KULE
- Ephrata, Washington; United States;
- Frequency: 730 kHz

Programming
- Format: Regional Mexican

Ownership
- Owner: Centro Familiar Cristiano

History
- Former call signs: KULE (?-1981) KTRQ (1981–1983)

Technical information
- Licensing authority: FCC
- Facility ID: 4041
- Class: D
- Power: 1,000 watts day 29 watts night
- Transmitter coordinates: 47°19′1.00″N 119°33′46.00″W﻿ / ﻿47.3169444°N 119.5627778°W
- Translator: 95.5 K238CH (Ephrata)

Links
- Public license information: Public file; LMS;
- Website: laestaciondelafamilia.org

= KULE (AM) =

KULE (730 AM) is a radio station broadcasting a Regional Mexican / Spanish language religion format.
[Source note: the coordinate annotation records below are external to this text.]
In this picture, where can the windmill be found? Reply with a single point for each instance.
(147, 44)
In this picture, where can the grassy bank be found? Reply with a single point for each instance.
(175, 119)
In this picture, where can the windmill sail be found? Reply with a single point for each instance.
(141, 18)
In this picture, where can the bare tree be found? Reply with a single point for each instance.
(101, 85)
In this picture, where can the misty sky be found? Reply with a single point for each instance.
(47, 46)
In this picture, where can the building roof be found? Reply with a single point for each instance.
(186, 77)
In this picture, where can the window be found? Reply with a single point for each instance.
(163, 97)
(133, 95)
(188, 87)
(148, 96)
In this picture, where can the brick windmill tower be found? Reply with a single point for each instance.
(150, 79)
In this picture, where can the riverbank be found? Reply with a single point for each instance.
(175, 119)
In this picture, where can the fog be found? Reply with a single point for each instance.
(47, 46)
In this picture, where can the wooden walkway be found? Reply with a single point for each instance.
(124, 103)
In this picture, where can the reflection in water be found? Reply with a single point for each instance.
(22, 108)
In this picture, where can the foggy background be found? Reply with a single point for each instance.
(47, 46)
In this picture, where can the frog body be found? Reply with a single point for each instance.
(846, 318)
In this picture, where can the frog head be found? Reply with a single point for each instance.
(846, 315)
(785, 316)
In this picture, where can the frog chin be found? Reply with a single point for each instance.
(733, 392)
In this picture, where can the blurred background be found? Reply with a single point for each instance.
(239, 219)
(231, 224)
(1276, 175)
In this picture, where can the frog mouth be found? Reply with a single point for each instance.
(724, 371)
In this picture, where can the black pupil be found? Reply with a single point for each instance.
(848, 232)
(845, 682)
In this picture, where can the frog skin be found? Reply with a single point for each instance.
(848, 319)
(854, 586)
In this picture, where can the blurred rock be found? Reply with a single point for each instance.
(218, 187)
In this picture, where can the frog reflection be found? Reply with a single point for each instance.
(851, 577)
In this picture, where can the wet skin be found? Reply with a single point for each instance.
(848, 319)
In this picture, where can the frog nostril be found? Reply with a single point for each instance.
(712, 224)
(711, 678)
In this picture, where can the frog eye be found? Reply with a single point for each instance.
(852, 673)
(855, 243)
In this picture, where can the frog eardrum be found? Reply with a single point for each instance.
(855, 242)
Licensed to Ephrata, Washington, United States, the station is currently owned by Centro Familiar Cristiano.

Bustos Media used to own the station. In September 2010, Bustos transferred most of its licenses to Adelante Media Group as part of a settlement with its lenders.

Effective December 10, 2014, Bustos Media repurchased KULE from Adelante Media, along with eight other stations and a translator, for $6 million.

Effective February 8, 2019, Bustos Media sold KULE, two sister stations, and a translator to Centro Familiar Cristiano for $374,500. Shortly thereafter, KULE flipped to a Spanish format.